Key intervention: Always use brush application, never tray immersion


Alternative Processes

Process Silver? Toxic Chemistry Disposal Rating
Cyanotype No No (ferric compounds are benign) Drain-safe ★★★★★
Anthotype No No (plant pigments) Compostable ★★★★★
Van Dyke Brown Yes Moderate (silver nitrate handling) Silver recovery needed ★★★☆☆
Kallitype Yes Moderate Silver recovery needed ★★★☆☆
Platinum/Palladium No Low (noble metals are inert) Drain-safe after neutralisation ★★★★☆
Gum Bichromate No HIGH (dichromate is carcinogenic) Hazardous waste ★☆☆☆☆

Decision Tree

Want to minimise environmental impact?
│
├─ Printing?
│   ├─ B&W preferred → Standard B&W with silver recovery
│   ├─ Need colour → Scan + commercial RA-4
│   └─ Most sustainable → Cyanotype
│
├─ Experimental work?
│   ├─ Lith → Good choice (lower chemistry than standard)
│   ├─ Mordançage → Acceptable with reuse practices
│   ├─ Chromo → Only with brush method
│   └─ Toning → Avoid selenium if possible; sulfide is fine
│
└─ Alternative processes?
    ├─ Cyanotype → Excellent
    ├─ Anthotype → Best possible (but impermanent)
    ├─ Pt/Pd → Good (if you can afford it)
    └─ Gum bichromate → Avoid (dichromate is carcinogenic)

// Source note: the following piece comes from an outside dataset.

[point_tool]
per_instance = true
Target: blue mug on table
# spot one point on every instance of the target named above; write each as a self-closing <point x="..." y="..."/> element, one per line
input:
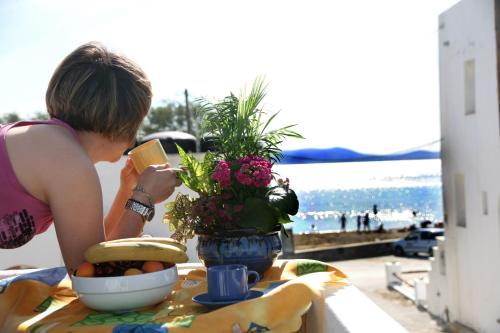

Summary: The Hierarchy of Impact

Rank Factor Contribution to Impact
1 Silver in fixer/blix ~80%
2 Water consumption ~10%
3 Specific hazardous chemistry ~5%
4 Developer choice ~2%
5 Packaging/consumables ~2%
6 Energy ~1%

Address #1 and #2 first. Everything else is refinement.